丁香接過,「謝謝孫大哥。」
孫與慕才注意到丁香的耳朵,「你很喜歡這對耳環?」
丁香道,「嗯,輕巧,好看,適合小娘子戴。」
金丁香、銀丁香、小珍珠耳釘她換著戴,這對耳環昨天才換上。
孫與慕的笑意又大了兩分,起身道,「我外祖母不自在,我回去陪她說說話。」又看著飛飛說,「走,去我家吃牛肉。」
飛飛跟孫與慕已經很熟了,「咕咕」兩聲,跳上孫與慕的肩上。
他又招呼黑娃,「走。
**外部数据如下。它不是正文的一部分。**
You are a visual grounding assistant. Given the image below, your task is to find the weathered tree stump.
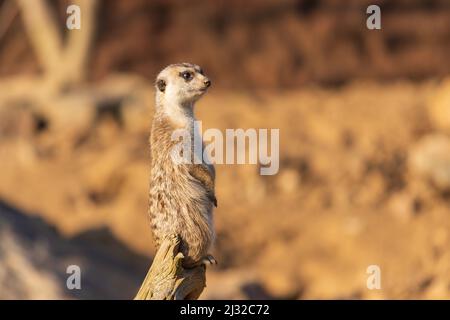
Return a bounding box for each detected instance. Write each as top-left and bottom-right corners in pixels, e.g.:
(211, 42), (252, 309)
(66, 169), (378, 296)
(134, 235), (206, 300)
」
看不到那一人一鷹一狗了,丁香坐下打開畫卷。
這是幅人物圖,二尺橫幅,已經裝裱好了。
一個小姑娘的背影,她低頭望著右邊池塘里伸出的一支荷花,荷花還沒開苞,染成粉色。
小姑娘穿著半臂長裙,一隻拿團扇的手背在後面。
後腦勺的黑髮分成兩股,能看到梳在左邊的半邊包包頭,及右邊的整個包包頭,右耳,右臉的一點輪廓,還有一勾睫毛。
包包頭上插著一朵粉色頭花,整幅圖只有頭花和荷花帶顏色。
耳垂上帶著耳環,耳環上打了陰影,看得出是球形,也就是珍珠。
側臉輪廓飽滿,睫毛彎彎,身形略胖,一看就是丁香。
右上角還寫了幾個字,小荷才露尖尖角。
這個時代的前前朝的一首詩里也有這一句,整首詩與前世歷史楊萬里的那首「小池」大同小異。
丁香樂起來。
孫與慕在膠州沒看過她畫的全家福,但陶公夫婦和他母親肯定在信里跟他形容過。
不得不說,那孩子真的很聰明。
他畫的這幅圖跟「全家福」有異曲同工之妙,雖然只有丁香一個人,卻是她生活的一個瞬間。
那句詩可以指荷花,也可以指看花的女孩。
這幅圖是用勾線毛筆畫的,揉入了一點硬筆人物畫的元素進去。
丁香非常喜歡,原來自己後腦勺長這樣,整幅圖有些像前世黑白藝術照,兩點紅又特別吸睛,充滿了藝術氣息。
想到那孩子的處境,丁香拉來張氏和綾兒一起做小點。
目前她不知該如何幫孫與慕,只能做點美食寬寬他的心。
烤了四爐改良版開口椰蓉酥,加了黃油和牛奶,酥酥脆脆,椰子和奶香味十足,又不是特別甜,非常好吃。
自家留了幾塊,留一些給陶家老夫婦和孫與慕路上吃,剩下的用油紙包好封好,裝進木質食盒,再用蠟把縫隙封好。裝了四盒,這是給他母親帶的。